I'm trying to write some reasonably fast component-wise vector addition code. I'm working with (signed, I believe) 64-bit integers.
The function is
void addRq (int64_t* a, const int64_t* b, const int32_t dim, const int64_t q) {
for(int i = 0; i < dim; i++) {
a[i] = (a[i]+b[i])%q; // LINE1
}
}
I'm compiling with icc -std=gnu99 -O3
(icc so I can use SVML later) on an IvyBridge (SSE4.2 and AVX, but not AVX2).

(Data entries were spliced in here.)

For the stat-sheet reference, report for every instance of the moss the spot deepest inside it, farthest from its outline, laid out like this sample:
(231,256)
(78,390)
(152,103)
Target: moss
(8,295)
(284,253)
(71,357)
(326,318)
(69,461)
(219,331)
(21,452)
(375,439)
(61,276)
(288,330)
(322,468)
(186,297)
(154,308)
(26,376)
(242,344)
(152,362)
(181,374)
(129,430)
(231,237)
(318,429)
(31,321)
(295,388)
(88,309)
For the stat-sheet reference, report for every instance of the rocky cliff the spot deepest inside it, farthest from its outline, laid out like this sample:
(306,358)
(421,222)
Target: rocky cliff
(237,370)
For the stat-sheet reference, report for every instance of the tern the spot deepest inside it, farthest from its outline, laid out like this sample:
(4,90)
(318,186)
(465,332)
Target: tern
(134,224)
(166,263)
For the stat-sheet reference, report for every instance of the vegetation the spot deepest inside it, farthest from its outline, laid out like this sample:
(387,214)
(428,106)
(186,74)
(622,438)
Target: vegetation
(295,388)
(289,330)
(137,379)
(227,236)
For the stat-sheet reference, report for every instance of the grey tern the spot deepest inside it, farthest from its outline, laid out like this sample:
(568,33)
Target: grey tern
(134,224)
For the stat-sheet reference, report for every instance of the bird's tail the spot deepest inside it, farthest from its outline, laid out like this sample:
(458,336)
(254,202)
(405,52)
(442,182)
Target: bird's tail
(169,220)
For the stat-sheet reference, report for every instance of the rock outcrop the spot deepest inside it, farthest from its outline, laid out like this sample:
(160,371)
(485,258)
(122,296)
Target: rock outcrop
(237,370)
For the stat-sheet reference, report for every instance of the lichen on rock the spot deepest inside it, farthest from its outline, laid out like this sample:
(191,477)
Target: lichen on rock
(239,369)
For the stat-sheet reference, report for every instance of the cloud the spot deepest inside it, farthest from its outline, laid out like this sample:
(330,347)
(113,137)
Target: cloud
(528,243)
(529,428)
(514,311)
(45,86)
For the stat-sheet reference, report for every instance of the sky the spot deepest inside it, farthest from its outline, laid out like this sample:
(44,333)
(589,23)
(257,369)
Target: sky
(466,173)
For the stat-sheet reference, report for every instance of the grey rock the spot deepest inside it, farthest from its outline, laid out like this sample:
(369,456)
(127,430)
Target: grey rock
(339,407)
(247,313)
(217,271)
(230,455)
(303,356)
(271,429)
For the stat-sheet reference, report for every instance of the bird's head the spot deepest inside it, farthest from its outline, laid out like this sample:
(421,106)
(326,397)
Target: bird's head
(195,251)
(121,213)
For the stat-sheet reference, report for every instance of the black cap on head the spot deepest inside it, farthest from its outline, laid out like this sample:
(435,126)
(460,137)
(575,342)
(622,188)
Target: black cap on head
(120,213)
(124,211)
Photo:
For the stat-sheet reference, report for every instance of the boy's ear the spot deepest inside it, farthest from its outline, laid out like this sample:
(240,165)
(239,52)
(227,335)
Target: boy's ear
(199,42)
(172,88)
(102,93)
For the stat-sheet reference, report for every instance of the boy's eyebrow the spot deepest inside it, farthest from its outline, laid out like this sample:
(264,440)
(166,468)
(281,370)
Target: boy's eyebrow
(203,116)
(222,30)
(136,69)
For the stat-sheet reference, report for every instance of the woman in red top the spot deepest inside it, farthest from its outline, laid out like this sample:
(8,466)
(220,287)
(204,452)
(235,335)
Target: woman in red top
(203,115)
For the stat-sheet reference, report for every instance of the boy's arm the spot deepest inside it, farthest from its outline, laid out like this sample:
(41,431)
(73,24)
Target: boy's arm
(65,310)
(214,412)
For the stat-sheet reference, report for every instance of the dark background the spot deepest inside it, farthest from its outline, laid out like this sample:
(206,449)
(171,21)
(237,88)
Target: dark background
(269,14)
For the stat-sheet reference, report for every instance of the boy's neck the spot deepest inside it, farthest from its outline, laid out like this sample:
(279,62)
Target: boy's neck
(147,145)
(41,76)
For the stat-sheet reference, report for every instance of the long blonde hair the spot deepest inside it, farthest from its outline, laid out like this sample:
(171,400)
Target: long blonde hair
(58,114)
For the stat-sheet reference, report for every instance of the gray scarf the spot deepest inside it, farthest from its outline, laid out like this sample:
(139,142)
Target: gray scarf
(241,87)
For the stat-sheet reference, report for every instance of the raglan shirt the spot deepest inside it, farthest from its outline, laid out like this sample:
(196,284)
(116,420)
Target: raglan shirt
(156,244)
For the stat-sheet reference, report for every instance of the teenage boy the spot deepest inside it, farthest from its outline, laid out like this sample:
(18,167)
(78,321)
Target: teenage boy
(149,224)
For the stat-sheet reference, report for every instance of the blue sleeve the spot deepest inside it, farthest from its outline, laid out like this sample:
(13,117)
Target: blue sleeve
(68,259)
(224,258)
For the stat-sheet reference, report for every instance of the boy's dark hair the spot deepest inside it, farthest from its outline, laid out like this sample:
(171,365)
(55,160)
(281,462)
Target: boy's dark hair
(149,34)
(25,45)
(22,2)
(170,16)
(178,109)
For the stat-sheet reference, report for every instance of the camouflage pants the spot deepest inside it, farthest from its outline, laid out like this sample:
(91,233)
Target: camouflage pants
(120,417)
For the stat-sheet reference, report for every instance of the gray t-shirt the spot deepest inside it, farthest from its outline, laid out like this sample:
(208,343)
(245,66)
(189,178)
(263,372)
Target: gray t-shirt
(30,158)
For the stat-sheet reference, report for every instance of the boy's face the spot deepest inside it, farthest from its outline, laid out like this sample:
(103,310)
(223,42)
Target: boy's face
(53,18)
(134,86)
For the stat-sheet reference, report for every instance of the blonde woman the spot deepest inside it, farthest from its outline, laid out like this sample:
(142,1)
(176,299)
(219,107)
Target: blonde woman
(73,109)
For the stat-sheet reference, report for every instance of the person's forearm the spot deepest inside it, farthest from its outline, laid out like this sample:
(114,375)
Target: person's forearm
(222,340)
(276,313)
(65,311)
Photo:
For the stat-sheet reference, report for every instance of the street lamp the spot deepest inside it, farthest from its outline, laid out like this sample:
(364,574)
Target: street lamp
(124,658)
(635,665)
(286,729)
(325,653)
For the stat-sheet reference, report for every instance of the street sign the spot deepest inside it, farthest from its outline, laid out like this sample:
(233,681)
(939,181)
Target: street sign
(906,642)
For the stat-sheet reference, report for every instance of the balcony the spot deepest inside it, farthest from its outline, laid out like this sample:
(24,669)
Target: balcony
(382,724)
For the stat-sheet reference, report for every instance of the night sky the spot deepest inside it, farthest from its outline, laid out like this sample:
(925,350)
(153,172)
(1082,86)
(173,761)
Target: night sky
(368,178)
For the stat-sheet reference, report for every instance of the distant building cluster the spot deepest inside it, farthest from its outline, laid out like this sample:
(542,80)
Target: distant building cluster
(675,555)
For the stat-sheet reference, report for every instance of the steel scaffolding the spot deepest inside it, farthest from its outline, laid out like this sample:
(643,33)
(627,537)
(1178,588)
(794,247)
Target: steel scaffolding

My baseline is removing the %q
from LINE1. 100 (iterated) function calls with dim=11221184
takes 1.6 seconds. ICC auto-vectorizes the code for SSE; great.
I really want to do modular additions though. With the %q
, ICC does not auto-vectorize the code, and it runs in 11.8 seconds(!). Even ignoring the auto-vectorization for the previous attempt, this still seems excessive.
Since I don't have AVX2, vectorization with SSE requires SVML, which is perhaps why ICC didn't auto-vectorize. At any rate, here's my attempt to vectorize the inner loop:
__m128i qs = _mm_set1_epi64x(q);
for(int i = 0; i < dim; i+=2) {
__m128i xs = _mm_load_si128((const __m128i*)(a+i));
__m128i ys = _mm_load_si128((const __m128i*)(b+i));
__m128i zs = _mm_add_epi64(xs,ys);
zs = _mm_rem_epi64(zs,qs);
_mm_store_si128((__m128i*)(a+i),zs);
}
Assembly for the main loop is:
..B3.4: # Preds ..B3.2 ..B3.12
movdqa (%r12,%r15,8), %xmm0 #59.22
movdqa %xmm8, %xmm1 #60.14
paddq (%r14,%r15,8), %xmm0 #59.22
call __svml_i64rem2 #61.9
movdqa %xmm0, (%r12,%r15,8) #61.36
addq $2, %r15 #56.30
cmpq %r13, %r15 #56.24
jl ..B3.4 # Prob 82% #56.24
So the code is getting vectorized as expected. I know I might not get a 2x speedup due to SVML, but the code runs in 12.5 seconds, slower than with no vectorization at all! Is this really the best that can be done here?